Durante muitos dias e muitas noites a imagem daquela mulher perseguiu-o obstinadamente, e ele debalde procurou tornar a vê-la nos bondes, na Rua do Ouvidor, nos teatros, nos bailes, nos passeios, nas festas. Debalde!…
— Oh! disse a viúva, estendendo-lhe a mão, muito naturalmente, como se fosse a um velho amigo; era o senhor?
— Conhece-me? balbuciou Salema.
— Ora essa! Que mulher poderia esquecer-se de um homem a quem sorriu? Quando aquele dia nos encontramos no bonde das Laranjeiras, já eu o conhecia. Tinha-o visto uma noite no teatro, e, não sei porque… por simpatia, creio… perguntei quem o senhor era, não me lembro a quem…. lembra-me que o puseram nas nuvens. Por que nunca mais tornei a vê-lo?
Diante do desembaraço da viúva Perkins, Salema sentiu-se mais tímido que Minervino, — mas cobrou ânimo, e respondeu:
— Não foi porque não a procurasse por toda a parte…
— Não sabia onde eu morava?
— Não; supus que nas Laranjeiras. Via-a entrar naquele sobrado… e debalde passei por lá um milhão de vezes, na esperança de tornar a vê-la.
— Era impossível; aquela é a casa de minha irmã; só se abre quando ela vem da fazenda. O sobrado está fechado há oito meses. Mas sente-se… aqui… mais perto de mim… Sente-se, e diga o motivo de sua visita.
De repente, e só então, Salema lembrou-se do Minervino.
— O motivo da minha visita é muito delicado; eu…
— Fale! diga sem rebuço o que deseja! seja franco! imite-me!… Não vê como sou desembaraçada? Fui educada por meu marido…
E apontou para o retrato.
— Era americano; educou-me à americana. Não há, creia, não há educação como esta para salvaguardar uma senhora.
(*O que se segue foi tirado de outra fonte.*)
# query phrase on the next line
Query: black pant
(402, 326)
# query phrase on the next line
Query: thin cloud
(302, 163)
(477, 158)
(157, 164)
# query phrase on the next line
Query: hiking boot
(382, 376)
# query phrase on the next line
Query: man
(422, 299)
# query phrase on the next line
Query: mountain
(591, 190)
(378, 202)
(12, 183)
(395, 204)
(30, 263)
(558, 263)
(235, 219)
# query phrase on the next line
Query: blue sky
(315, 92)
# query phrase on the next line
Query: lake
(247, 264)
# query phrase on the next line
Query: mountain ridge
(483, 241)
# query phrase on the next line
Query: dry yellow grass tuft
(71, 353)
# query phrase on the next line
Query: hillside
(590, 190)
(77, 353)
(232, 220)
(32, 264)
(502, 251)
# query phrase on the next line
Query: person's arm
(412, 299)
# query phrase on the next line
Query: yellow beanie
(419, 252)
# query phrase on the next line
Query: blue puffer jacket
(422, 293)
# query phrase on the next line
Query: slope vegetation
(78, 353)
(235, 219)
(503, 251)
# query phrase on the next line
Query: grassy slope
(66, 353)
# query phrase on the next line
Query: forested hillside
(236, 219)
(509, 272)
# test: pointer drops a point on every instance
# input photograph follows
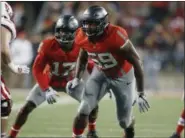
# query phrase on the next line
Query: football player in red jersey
(117, 66)
(52, 70)
(8, 32)
(180, 126)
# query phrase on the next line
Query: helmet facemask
(65, 38)
(94, 28)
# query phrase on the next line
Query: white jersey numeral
(103, 60)
(67, 67)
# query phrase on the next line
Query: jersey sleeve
(8, 24)
(120, 38)
(39, 66)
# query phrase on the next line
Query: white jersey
(9, 25)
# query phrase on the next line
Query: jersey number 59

Vamos fale!…
— Minha senhora, eu sou…
Ela interrompeu…
— É o senhor Nuno Salema, órfão, solteiro, empregado público, literato nas horas vagas, que vem pedir a minha mão em casamento.
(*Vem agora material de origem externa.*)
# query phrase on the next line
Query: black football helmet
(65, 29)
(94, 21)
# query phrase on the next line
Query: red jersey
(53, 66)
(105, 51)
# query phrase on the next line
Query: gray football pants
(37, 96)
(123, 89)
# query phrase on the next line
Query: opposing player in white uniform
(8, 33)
Ela estendeu-lhe a mão, que ele apertou.
— É sua! Sou a viúva Perkins, honesta como a mais honesta, senhora das suas ações e quase rica. Não tenho filhos nem outros parentes por meu marido, e uma irmã fazendeira, igualmente viúva. Não percamos tempo! Salema quis dizer alguma coisa; ela não o deixou falar.
— Amanhã parto para a fazenda da minha irmã. Venha comigo, à americana, para lhe ser apresentado.
Nisto entrou na sala, vindo da rua, apressado, o irmão da viúva Perkins, um moço de vinte anos, muito correto, muito bem trajado.
— Mano, apresento-lhe o senhor Nuno Salema, o meu noivo.
O rapaz inclinou-se, apertou fortemente a mão do futuro cunhado, e disse:
— All right!…
Depois inclinou-se, de novo e saiu da sala, sempre apressado.
— Mas, minha senhora, tartamudeou o noivo muito confundido, imagine que o meu colega Minervino que mora ali defronte…
— Ah! aquele moço?… Coitado! não posso deixar de sorrir quando olho para ele… É tão ridículo com o seu namoro à brasileira!…
— Mas… ele… tinha-me encarregado de pedi-la em casamento, e eu entrei aqui sem saber quem vinha encontrar…
— Deveras?! exclamou a viúva Perkins.
— Ah! Ah! Ah! Ah! Ah!
E deixou-se cair no divã.
— Ah! Ah! Ah! Ah! Ah!
— Que hei de dizer ao meu amigo? Ela ficou muito séria, e respondeu:
— Diga-lhe que quem tem boca não manda assoprar.